Stefan Samuel Zweig war ein österreichischer, jüdischer Autor, der 1881 als Sohn eines wohlhabenden Textilunternehmers in Wien geboren wurde. Bereits während der Zeit am Wiener Gymnasium begann er Gedichte zu schreiben, sein erster Gedichtband wurde 1901 veröffentlicht, seine erste Novelle, „Die Liebe der Erika Ewald“, erschien 1904. Nach seiner Matura (vergleichbar mit dem deutschen Abitur) promovierte er über „Die Philosophie des Hippolyte Taine“, wodurch er den Titel Dr. phil. erhielt, den ihm die Nationalsozialisten später jedoch entzogen. Vor Ausbruch des ersten Weltkriegs 1914 reiste Zweig sehr viel, so z.B. nach Britisch-Indien (heute Indien, Pakistan, Bangladesch und Myanmar) und Niederländisch-Indien (heute Republik Indonesien), sowie nach Amerika. Nachdem er 1917 vom Militärdienst beurlaubt wurde, zog er in die neutrale Schweiz (Zürich), von wo er 1919 nach Salzburg zurückkehrte. Bereits 1933, nach der Machtergreifung der Nationalsozialisten in Deutschland, sah er die Stellung der Juden auch in Österreich gefährdet. Außerdem wollte er nicht in Nachbarschaft von Adolf Hitler leben, dessen Domizil sozusagen in Sichtweite seines Zuhauses war. Nachdem es zu einer Durchsuchung seines Wohnhauses ohne ersichtlichen Grund kam, beschloss Zweig nach London zu emigrieren, wo er bis 1940 lebte. Aus Furcht, als Österreicher für die Engländer gleichbedeutend zu sein wie ein Deutscher und so als „enemy alien“, also als feindlicher Ausländer, zu gelten, siedelt er nach Brasilien um. Dort nahm er sich 1942 gemeinsam mit seiner zweiten Frau Charlotte Zweig mittels einer Überdosis Veronal das Leben, da er glaubte, sein Traum eines vereinten Europas wäre unwiderruflich zerstört. 

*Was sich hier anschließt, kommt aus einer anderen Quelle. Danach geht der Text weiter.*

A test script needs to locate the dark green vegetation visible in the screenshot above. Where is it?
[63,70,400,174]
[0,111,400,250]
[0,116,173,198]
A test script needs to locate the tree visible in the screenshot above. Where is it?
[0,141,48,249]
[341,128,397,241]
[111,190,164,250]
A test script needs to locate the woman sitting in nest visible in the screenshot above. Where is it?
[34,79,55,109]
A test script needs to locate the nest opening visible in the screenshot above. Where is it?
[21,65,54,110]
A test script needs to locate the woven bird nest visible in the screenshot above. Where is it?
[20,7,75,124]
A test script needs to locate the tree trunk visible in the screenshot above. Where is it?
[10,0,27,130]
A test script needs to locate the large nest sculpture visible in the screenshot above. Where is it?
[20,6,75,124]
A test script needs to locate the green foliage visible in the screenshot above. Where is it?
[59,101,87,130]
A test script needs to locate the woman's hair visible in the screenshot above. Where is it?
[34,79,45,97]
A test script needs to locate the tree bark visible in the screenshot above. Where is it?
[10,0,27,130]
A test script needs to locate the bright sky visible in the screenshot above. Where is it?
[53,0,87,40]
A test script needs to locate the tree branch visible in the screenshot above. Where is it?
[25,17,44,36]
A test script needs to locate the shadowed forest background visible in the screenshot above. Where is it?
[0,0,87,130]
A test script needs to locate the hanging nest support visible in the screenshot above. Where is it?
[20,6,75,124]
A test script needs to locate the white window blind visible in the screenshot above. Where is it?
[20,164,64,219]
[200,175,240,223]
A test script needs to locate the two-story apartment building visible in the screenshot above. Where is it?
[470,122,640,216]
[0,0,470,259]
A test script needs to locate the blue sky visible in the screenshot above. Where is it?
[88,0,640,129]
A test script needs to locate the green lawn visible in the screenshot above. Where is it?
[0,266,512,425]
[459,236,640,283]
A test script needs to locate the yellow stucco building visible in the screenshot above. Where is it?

Zweig hat neben seinen Novellen und Erzählungen vor allem Biographien sowohl von historischen Personen wie  Marie Antoinette, Ferdinand Magellan, Lew Tolstoi und Georg Friedrich Händel, als auch von seinen Freunden wie dem belgischen Dichter Emile Verhaeren verfasst. Zu seinen bekanntesten Werken zählen seine Memoiren unter dem Titel „Die Welt von Gestern – Erinnerungen eines Europäers“, in denen er sein Leben beginnend mit seiner Kindheit im Wien des 19. Jahrhunderts bis zum Ausbruch des 2. Weltkrieges beschreibt. 

Seine Werke zeichnen sich vor allem durch die philosophische Note – teilweise von seinem Freund Sigmund Freud beeinflusst – und seine Sprache aus, die bildgewaltig, metaphorisch und „blumig“ ist. Er spielt gerne mit bereits bekannten Bildern und weitet sie aus. Durch seinen großen Wortschatz und die vielen verwendeten Adjektive schafft er es, seine eigenen Emotionen wie Trauer, Frust, Einsamkeit und Verzweiflung genauso darzustellen und für den Leser begreiflich zu machen wie Freude, Optimismus und Heiterkeit.

Am Anfang mag es etwas schwierig sein, die teilweise ewig langen Sätze zu verstehen (aus diesem Grund würde ich eine Altersstufe von 16 Jahren vorschlagen), aber man gewöhnt sich immer mehr daran und ist dann wirklich enttäuscht, wenn man die letzte Seite aufschlägt. Dafür sorgen nicht nur der Inhalt seiner Erzählungen, sondern vor allem die Leichtigkeit, wie er mit der Sprache umgeht, und sein Spiel mit Wörtern und Phrasen, wodurch sie gleichermaßen einprägsam wie auch ergreifend sind.